Lets make a new datframe and give it the same column names as the original cleaned dataframe
len(cars)
32
cars2 = pd.DataFrame(columns=cars.columns)
cars2
make | mpg | cyl | disp | hp | drat | wt | qsec | vs | am | gear | carb | model |
---|
Allows you to perform any action row by row.
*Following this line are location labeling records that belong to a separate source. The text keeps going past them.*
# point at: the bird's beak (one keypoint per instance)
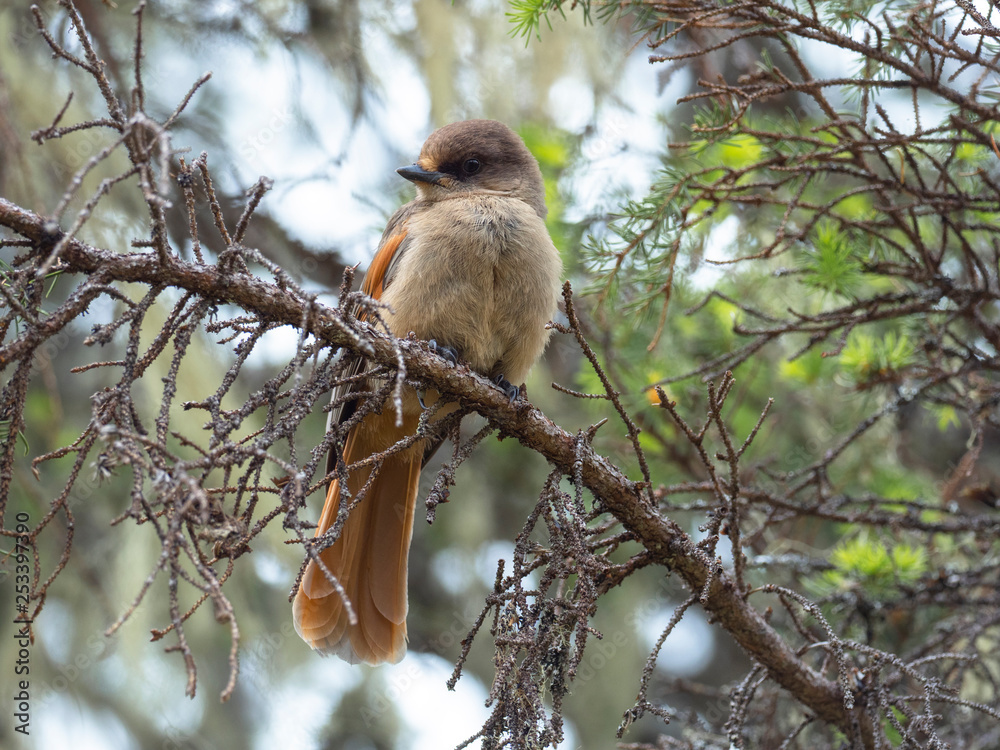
(416, 173)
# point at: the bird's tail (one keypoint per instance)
(369, 559)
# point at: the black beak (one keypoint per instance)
(416, 173)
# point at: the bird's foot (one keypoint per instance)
(450, 353)
(510, 390)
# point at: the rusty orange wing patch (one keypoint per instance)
(375, 279)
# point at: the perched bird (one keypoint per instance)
(469, 266)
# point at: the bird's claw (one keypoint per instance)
(510, 390)
(450, 353)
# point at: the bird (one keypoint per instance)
(468, 266)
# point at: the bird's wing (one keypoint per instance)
(394, 242)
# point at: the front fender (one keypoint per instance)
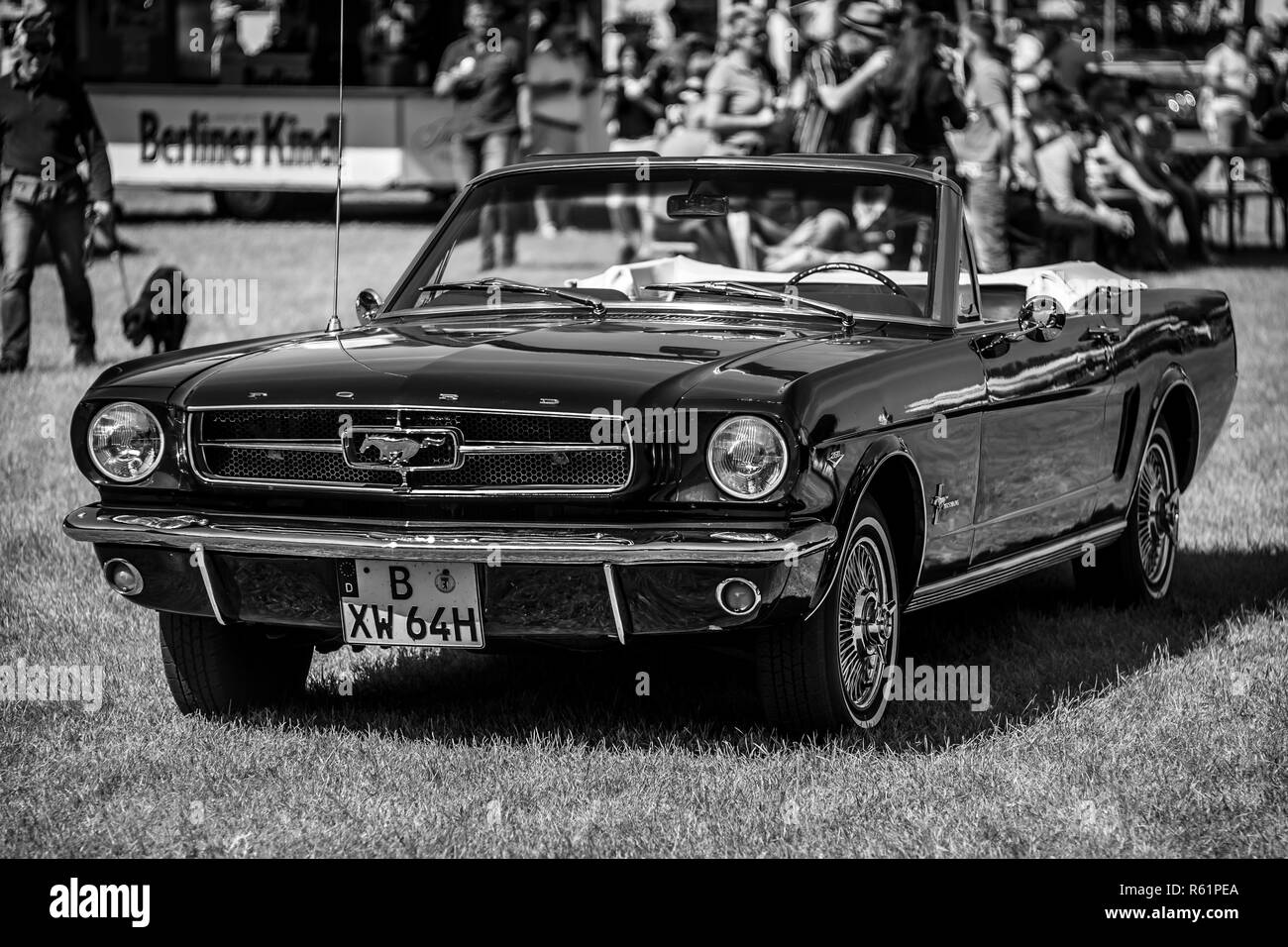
(872, 464)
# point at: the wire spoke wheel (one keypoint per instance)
(866, 622)
(1157, 513)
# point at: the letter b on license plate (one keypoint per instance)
(415, 604)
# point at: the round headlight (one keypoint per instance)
(125, 442)
(747, 458)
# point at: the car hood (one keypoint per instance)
(580, 367)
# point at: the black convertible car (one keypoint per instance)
(798, 416)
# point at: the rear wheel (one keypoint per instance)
(220, 669)
(1138, 565)
(829, 672)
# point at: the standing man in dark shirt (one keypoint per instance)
(482, 71)
(47, 129)
(837, 72)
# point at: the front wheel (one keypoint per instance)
(829, 672)
(1137, 566)
(219, 669)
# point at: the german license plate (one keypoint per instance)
(415, 604)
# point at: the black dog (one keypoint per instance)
(159, 312)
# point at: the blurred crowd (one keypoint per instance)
(1056, 158)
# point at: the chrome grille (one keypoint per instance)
(498, 453)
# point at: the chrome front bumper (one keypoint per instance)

Note this will be slow on large dataframes.
I will use a Python for loop.
Using the cars dataframe again to get the highest 'mpg' form each group 'make'
# Make_group is the groupby object
# make takes one make group at a time
# data will then iterate the make group
for make, data in make_group:
highest_mpg_in_each_group = data.nlargest(1, 'mpg')
cars2 = cars2.append(highest_mpg_in_each_group)
cars2
# lets sort by mpg
cars2.sort_values(by='mpg', ascending=False)
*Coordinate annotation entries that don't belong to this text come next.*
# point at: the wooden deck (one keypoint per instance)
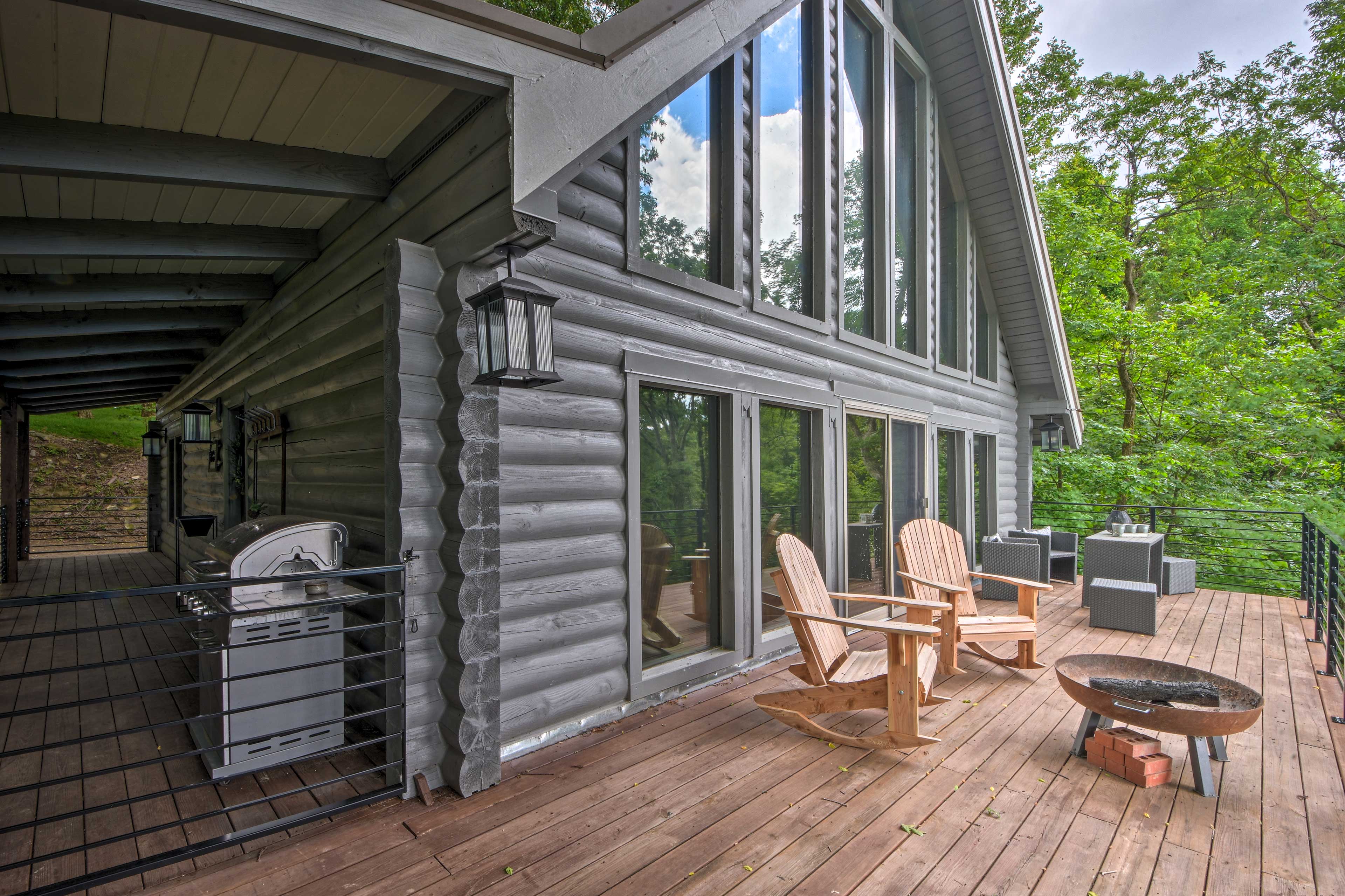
(709, 796)
(104, 571)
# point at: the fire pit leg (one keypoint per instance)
(1200, 773)
(1091, 723)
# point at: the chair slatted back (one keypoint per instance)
(805, 591)
(935, 551)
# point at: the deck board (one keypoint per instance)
(709, 796)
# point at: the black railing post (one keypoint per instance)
(1305, 565)
(1333, 572)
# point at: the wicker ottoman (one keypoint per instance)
(1179, 576)
(1129, 606)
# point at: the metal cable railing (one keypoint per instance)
(131, 658)
(87, 522)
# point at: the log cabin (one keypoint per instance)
(799, 278)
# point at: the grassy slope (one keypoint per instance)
(111, 426)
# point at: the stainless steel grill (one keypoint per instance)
(286, 631)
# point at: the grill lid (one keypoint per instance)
(272, 546)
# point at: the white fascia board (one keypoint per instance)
(991, 50)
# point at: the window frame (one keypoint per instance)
(814, 174)
(822, 419)
(727, 256)
(982, 287)
(888, 414)
(965, 263)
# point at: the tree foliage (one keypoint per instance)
(1196, 227)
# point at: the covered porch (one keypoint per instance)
(711, 796)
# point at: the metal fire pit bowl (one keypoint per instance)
(1204, 727)
(1239, 706)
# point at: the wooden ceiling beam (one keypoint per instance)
(151, 356)
(30, 145)
(101, 239)
(130, 375)
(87, 290)
(27, 325)
(92, 401)
(57, 393)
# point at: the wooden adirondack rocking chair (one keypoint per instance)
(899, 679)
(934, 567)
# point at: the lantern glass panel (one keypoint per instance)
(483, 342)
(498, 334)
(517, 315)
(545, 360)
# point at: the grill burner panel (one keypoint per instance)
(267, 640)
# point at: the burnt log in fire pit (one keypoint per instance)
(1236, 707)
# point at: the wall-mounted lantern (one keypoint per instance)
(1052, 435)
(514, 332)
(152, 443)
(195, 424)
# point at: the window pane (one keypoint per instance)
(953, 489)
(904, 302)
(786, 92)
(680, 524)
(676, 189)
(786, 497)
(867, 519)
(986, 338)
(950, 310)
(856, 140)
(984, 489)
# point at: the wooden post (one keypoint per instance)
(25, 484)
(10, 481)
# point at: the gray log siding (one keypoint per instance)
(470, 554)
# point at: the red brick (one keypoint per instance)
(1136, 744)
(1149, 765)
(1151, 781)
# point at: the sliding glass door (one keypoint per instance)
(885, 489)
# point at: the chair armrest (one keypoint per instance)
(1011, 580)
(868, 625)
(899, 602)
(937, 586)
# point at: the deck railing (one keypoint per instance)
(128, 664)
(1235, 549)
(87, 522)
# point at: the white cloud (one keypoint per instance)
(681, 174)
(781, 174)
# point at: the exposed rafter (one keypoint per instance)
(57, 393)
(99, 400)
(130, 375)
(155, 357)
(81, 290)
(81, 239)
(30, 145)
(26, 325)
(49, 350)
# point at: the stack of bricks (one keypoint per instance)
(1130, 755)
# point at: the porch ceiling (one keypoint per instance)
(157, 185)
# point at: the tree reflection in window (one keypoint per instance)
(856, 142)
(783, 67)
(676, 183)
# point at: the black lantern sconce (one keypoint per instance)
(514, 332)
(195, 424)
(1052, 435)
(152, 443)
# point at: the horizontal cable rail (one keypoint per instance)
(1235, 549)
(85, 522)
(165, 697)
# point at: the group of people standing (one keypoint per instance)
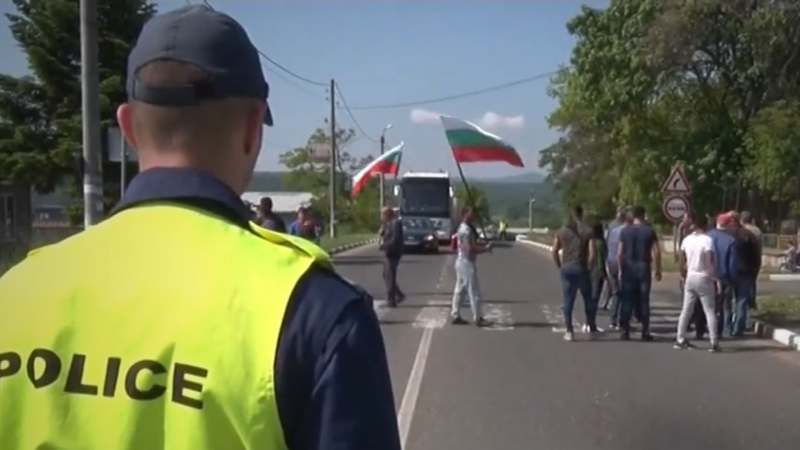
(627, 257)
(719, 268)
(466, 248)
(719, 271)
(304, 225)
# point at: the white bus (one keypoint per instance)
(429, 195)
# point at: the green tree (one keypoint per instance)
(655, 83)
(773, 152)
(40, 113)
(311, 176)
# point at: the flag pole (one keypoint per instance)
(471, 199)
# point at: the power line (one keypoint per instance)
(292, 83)
(276, 64)
(456, 96)
(301, 78)
(350, 113)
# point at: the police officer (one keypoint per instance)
(176, 323)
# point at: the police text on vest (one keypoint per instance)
(142, 380)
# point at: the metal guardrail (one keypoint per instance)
(776, 241)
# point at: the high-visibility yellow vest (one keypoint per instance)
(156, 329)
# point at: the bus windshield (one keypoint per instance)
(425, 197)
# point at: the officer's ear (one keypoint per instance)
(125, 121)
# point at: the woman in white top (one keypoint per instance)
(700, 282)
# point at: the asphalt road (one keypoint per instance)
(518, 385)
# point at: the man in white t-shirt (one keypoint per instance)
(700, 282)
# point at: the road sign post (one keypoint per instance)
(677, 183)
(676, 190)
(675, 206)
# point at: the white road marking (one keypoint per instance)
(499, 317)
(555, 317)
(431, 316)
(381, 308)
(409, 402)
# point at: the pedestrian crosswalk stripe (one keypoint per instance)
(498, 316)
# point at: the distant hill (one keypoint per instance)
(507, 196)
(529, 177)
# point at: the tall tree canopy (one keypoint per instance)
(314, 177)
(710, 84)
(40, 113)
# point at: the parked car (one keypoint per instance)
(490, 233)
(420, 235)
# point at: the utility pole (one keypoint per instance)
(383, 179)
(332, 193)
(90, 102)
(531, 202)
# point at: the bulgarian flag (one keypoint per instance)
(472, 144)
(387, 164)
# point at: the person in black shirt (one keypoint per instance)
(392, 244)
(575, 240)
(748, 251)
(638, 249)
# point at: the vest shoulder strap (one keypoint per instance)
(303, 245)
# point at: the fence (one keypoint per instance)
(13, 251)
(776, 241)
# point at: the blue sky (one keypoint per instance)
(387, 52)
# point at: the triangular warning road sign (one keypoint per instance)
(677, 182)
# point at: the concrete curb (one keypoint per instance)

make | mpg | cyl | disp | hp | drat | wt | qsec | vs | am | gear | carb | model | |
---|---|---|---|---|---|---|---|---|---|---|---|---|---|
19 | Toyota | 33.9 | 4 | 71.1 | 65 | 4.22 | 1.835 | 19.90 | 1 | 1 | 4 | 1 | Corolla |
17 | Fiat | 32.4 | 4 | 78.7 | 66 | 4.08 | 2.200 | 19.47 | 1 | 1 | 4 | 1 | 128 |
27 | Lotus | 30.4 | 4 | 95.1 | 113 | 3.77 | 1.513 | 16.90 | 1 | 1 | 5 | 2 | Europa |
18 | Honda | 30.4 | 4 | 75.7 | 52 | 4.93 | 1.615 | 18.52 | 1 | 1 | 4 | 2 | Civic |
26 | Porsche | 26.0 | 4 | 120.3 | 91 | 4.43 | 2.140 | 16.70 | 0 | 1 | 5 | 2 | 914-2 |
7 | Merc | 24.4 | 4 | 146.7 | 62 | 3.69 | 3.190 | 20.00 | 1 | 0 | 4 | 2 | 240D |
2 | Datsun | 22.8 | 4 | 108.0 | 93 | 3.85 | 2.320 | 18.61 | 1 | 1 | 4 | 1 | 710 |
3 | Hornet | 21.4 | 6 | 258.0 | 110 | 3.08 | 3.215 | 19.44 | 1 | 0 | 3 | 1 | 4 Drive |
31 | Volvo | 21.4 | 4 | 121.0 | 109 | 4.11 | 2.780 | 18.60 | 1 | 1 | 4 | 2 | 142E |
0 | Mazda | 21.0 | 6 | 160.0 | 110 | 3.90 | 2.620 | 16.46 | 0 | 1 | 4 | 4 | RX4 |
29 | Ferrari | 19.7 | 6 | 145.0 | 175 | 3.62 | 2.770 | 15.50 | 0 | 1 | 5 | 6 | Dino |
24 | Pontiac | 19.2 | 8 | 400.0 | 175 | 3.08 | 3.845 | 17.05 | 0 | 0 | 3 | 2 | Firebird |
5 | Valiant | 18.1 | 6 | 225.0 | 105 | 2.76 | 3.460 | 20.22 | 1 | 0 | 3 | 1 | None |
28 | Ford | 15.8 | 8 | 351.0 | 264 | 4.22 | 3.170 | 14.50 | 0 | 1 | 5 | 4 | Pantera L |
21 | Dodge | 15.5 | 8 | 318.0 | 150 | 2.76 | 3.520 | 16.87 | 0 | 0 | 3 | 2 | Challenger |
22 | AMC | 15.2 | 8 | 304.0 | 150 | 3.15 | 3.435 | 17.30 | 0 | 0 | 3 | 2 | Javelin |
30 | Maserati | 15.0 | 8 | 301.0 | 335 | 3.54 | 3.570 | 14.60 | 0 | 1 | 5 | 8 | Bora |
16 | Chrysler | 14.7 | 8 | 440.0 | 230 | 3.23 | 5.345 | 17.42 | 0 | 0 | 3 | 4 | Imperial |
6 | Duster | 14.3 | 8 | 360.0 | 245 | 3.21 | 3.570 | 15.84 | 0 | 0 | 3 | 4 | 360 |
23 | Camaro | 13.3 | 8 | 350.0 | 245 | 3.73 | 3.840 | 15.41 | 0 | 0 | 3 | 4 | Z28 |
14 | Cadillac | 10.4 | 8 | 472.0 | 205 | 2.93 | 5.250 | 17.98 | 0 | 0 | 3 | 4 | Fleetwood |
15 | Lincoln | 10.4 | 8 | 460.0 | 215 | 3.00 | 5.424 | 17.82 | 0 | 0 | 3 | 4 | Continental |
Right that is all for today. Hopefully this was interesting for you.